Congrats Justin! May your modship be long, and prosperous.


----------



## Justin (Oct 20, 2012)

Thanks everyone! Looking forward to helping out here even more than before.


----------



## JabuJabule (Oct 21, 2012)

I could have sworn you already were a mod...

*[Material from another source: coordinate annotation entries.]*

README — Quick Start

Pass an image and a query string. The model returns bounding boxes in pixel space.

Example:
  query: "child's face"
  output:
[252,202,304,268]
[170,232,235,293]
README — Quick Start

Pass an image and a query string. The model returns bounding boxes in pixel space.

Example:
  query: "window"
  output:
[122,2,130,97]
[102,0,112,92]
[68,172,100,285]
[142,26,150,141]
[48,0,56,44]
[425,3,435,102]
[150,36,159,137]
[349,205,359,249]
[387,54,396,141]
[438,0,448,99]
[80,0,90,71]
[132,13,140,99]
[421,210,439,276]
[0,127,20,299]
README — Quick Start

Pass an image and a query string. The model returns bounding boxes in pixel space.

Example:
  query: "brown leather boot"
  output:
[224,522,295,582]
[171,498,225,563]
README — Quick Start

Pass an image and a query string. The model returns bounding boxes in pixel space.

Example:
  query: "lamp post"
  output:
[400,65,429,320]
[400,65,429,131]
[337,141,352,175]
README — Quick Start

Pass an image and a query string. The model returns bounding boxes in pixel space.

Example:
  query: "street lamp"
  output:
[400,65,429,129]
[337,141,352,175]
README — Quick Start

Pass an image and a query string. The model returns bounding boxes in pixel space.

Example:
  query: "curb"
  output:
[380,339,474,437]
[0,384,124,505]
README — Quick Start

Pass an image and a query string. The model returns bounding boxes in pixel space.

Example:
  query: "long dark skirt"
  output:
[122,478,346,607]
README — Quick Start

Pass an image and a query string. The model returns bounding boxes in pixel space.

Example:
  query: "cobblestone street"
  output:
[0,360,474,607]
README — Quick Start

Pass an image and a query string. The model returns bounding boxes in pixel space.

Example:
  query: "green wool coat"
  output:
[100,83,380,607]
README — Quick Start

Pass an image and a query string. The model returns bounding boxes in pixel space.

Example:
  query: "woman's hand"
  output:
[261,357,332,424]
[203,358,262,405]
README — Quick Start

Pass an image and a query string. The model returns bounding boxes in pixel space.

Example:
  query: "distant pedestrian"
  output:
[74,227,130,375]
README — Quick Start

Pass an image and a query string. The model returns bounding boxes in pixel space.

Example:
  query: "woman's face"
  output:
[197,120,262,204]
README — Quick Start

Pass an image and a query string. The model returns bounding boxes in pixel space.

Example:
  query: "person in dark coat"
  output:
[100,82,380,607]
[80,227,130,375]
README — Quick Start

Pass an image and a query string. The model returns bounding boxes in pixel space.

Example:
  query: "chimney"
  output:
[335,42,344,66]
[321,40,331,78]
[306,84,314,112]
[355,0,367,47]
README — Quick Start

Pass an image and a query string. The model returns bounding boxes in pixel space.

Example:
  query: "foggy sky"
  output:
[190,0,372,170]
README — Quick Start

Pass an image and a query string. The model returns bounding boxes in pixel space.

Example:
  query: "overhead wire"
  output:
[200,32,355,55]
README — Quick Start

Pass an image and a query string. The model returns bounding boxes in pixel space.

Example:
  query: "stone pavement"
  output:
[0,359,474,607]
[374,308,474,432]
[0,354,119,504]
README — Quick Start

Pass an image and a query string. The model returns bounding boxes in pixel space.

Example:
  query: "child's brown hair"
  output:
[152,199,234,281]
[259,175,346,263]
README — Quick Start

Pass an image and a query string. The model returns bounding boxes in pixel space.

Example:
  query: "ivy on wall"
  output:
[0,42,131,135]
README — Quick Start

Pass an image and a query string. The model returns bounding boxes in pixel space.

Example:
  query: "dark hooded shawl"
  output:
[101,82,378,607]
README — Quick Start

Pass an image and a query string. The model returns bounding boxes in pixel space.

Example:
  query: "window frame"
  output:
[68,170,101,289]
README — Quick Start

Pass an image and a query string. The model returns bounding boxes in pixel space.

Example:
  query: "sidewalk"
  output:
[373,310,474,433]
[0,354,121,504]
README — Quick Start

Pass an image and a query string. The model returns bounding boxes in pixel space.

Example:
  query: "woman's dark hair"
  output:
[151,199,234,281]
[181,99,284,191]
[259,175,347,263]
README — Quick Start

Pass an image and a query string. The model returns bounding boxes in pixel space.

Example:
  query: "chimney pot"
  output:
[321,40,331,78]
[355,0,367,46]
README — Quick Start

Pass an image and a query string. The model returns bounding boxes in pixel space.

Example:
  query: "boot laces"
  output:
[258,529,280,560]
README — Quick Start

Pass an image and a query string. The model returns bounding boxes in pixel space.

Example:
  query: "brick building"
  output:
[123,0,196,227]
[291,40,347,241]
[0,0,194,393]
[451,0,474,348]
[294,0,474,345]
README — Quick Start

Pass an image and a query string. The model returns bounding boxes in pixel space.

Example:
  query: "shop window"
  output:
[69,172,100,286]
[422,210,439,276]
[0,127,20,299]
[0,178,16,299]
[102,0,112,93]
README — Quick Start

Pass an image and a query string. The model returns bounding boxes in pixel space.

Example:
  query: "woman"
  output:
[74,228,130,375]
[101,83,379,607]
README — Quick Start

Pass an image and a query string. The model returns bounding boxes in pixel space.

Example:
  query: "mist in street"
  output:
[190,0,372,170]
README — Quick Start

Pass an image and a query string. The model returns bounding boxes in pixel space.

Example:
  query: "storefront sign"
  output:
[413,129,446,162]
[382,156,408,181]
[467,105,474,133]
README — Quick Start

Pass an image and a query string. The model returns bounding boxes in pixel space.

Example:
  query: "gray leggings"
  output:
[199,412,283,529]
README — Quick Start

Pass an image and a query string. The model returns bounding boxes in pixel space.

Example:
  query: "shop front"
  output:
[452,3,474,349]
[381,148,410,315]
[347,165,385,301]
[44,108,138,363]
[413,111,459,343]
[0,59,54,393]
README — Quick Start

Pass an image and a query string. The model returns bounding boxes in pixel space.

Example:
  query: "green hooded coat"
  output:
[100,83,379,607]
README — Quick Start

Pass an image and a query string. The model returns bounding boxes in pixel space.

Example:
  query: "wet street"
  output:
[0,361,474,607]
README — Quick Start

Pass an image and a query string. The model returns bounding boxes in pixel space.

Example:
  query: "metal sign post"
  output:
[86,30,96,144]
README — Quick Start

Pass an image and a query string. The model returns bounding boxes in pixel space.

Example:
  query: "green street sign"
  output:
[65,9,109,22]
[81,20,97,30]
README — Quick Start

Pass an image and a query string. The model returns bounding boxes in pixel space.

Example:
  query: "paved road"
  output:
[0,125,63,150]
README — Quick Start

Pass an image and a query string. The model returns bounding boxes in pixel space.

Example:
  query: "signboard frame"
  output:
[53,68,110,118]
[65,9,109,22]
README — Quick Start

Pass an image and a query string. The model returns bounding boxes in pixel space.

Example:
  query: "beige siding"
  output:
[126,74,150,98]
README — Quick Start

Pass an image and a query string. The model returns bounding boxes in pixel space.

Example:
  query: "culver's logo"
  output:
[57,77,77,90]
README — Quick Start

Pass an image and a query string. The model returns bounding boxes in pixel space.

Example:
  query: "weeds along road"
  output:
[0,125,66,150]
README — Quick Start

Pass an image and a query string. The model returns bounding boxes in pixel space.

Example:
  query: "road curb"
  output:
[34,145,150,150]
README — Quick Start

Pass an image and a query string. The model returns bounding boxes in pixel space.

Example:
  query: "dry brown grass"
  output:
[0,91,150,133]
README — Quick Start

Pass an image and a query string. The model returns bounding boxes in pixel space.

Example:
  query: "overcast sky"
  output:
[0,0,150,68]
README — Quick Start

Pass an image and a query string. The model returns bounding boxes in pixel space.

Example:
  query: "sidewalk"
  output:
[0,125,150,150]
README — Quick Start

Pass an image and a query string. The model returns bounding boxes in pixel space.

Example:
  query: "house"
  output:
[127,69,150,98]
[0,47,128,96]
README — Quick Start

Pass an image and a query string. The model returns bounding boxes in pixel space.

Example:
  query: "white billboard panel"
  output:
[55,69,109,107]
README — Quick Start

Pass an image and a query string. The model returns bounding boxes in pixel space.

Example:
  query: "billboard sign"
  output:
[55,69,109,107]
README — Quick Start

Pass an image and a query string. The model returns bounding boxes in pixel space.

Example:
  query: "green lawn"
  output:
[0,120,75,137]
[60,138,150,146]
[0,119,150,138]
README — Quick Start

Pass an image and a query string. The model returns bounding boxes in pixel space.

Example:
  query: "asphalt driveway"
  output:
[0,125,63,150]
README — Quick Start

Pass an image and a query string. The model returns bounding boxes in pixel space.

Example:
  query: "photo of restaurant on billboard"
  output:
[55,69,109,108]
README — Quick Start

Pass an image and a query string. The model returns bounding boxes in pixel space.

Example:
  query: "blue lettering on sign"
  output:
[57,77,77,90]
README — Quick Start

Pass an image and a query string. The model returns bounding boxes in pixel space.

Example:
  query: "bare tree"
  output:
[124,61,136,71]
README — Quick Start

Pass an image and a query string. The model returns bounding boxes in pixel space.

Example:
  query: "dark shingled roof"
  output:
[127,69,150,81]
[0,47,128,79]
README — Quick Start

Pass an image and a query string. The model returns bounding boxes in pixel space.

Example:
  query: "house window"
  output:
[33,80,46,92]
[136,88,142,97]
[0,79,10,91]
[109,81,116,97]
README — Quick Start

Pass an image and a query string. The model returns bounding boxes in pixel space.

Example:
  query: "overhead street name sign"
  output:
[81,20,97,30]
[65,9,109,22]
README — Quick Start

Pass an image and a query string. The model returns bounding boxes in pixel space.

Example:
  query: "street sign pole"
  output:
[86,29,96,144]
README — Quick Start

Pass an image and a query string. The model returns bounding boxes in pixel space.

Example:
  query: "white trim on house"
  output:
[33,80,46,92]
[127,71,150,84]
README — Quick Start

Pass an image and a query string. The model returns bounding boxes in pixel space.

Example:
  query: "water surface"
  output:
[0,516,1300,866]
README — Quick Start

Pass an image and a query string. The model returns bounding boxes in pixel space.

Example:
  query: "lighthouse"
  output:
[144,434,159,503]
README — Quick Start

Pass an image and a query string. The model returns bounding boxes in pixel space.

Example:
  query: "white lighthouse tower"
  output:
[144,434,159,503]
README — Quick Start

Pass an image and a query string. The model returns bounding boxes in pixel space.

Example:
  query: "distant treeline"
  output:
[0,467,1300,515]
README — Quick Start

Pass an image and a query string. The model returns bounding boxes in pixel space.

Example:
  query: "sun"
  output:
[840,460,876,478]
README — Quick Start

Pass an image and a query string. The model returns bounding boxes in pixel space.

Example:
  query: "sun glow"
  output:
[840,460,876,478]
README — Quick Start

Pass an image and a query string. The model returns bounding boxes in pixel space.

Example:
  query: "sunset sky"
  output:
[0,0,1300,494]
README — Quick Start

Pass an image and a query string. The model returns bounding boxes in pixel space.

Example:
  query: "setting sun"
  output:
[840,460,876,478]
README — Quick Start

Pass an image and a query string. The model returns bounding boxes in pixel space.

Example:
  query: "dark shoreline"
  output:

Anyway! Congrats bud. Do well!


----------



## Caius (Oct 21, 2012)

Grats justin


----------



## Thunder (Oct 21, 2012)

Took long enough, congrats Jubs.


----------



## Rover AC (Oct 21, 2012)

Finally I get to say congratulations to Justin on his new role. Good job!


----------



## Keenan (Oct 21, 2012)

Hooray for Jubs! You deserve to be mod!


----------



## Celestefey (Oct 21, 2012)

Congratulations on becoming moderator!


----------



## Sporge27 (Oct 21, 2012)

Yes congrats.  Now get me a cup of coffee


----------



## Conor (Oct 21, 2012)

Congrats


----------



## JasonBurrows (Oct 21, 2012)

Congrats Justin!
I am sure you won't be feeling blue with this great new role.


----------



## Toeto (Oct 21, 2012)

Congrats!


----------



## Josh (Oct 22, 2012)

Congrats, By the way what was your old username again, I've forgotten :S


----------



## Lyssa (Oct 22, 2012)

Congratumalations Justin!!!


----------



## Bacon Boy (Oct 28, 2012)

Josh said:


> Congrats, By the way what was your old username again, I've forgotten :S


His original original name was Jubstan. Then he went by Jubs. (I think)

'Grats, mang!


----------



## Jake (Oct 28, 2012)

Josh said:


> Congrats, By the way what was your old username again, I've forgotten :S



wasn't it Jubs?


----------



## Justin (Oct 28, 2012)

My old names:

Justin125
RJWii2
Jubstan
Justin

I was never Jubs on the forums, only in the IRC.


----------



## Bacon Boy (Oct 28, 2012)

So I was right about Jubstan, then. I knew I was right!


----------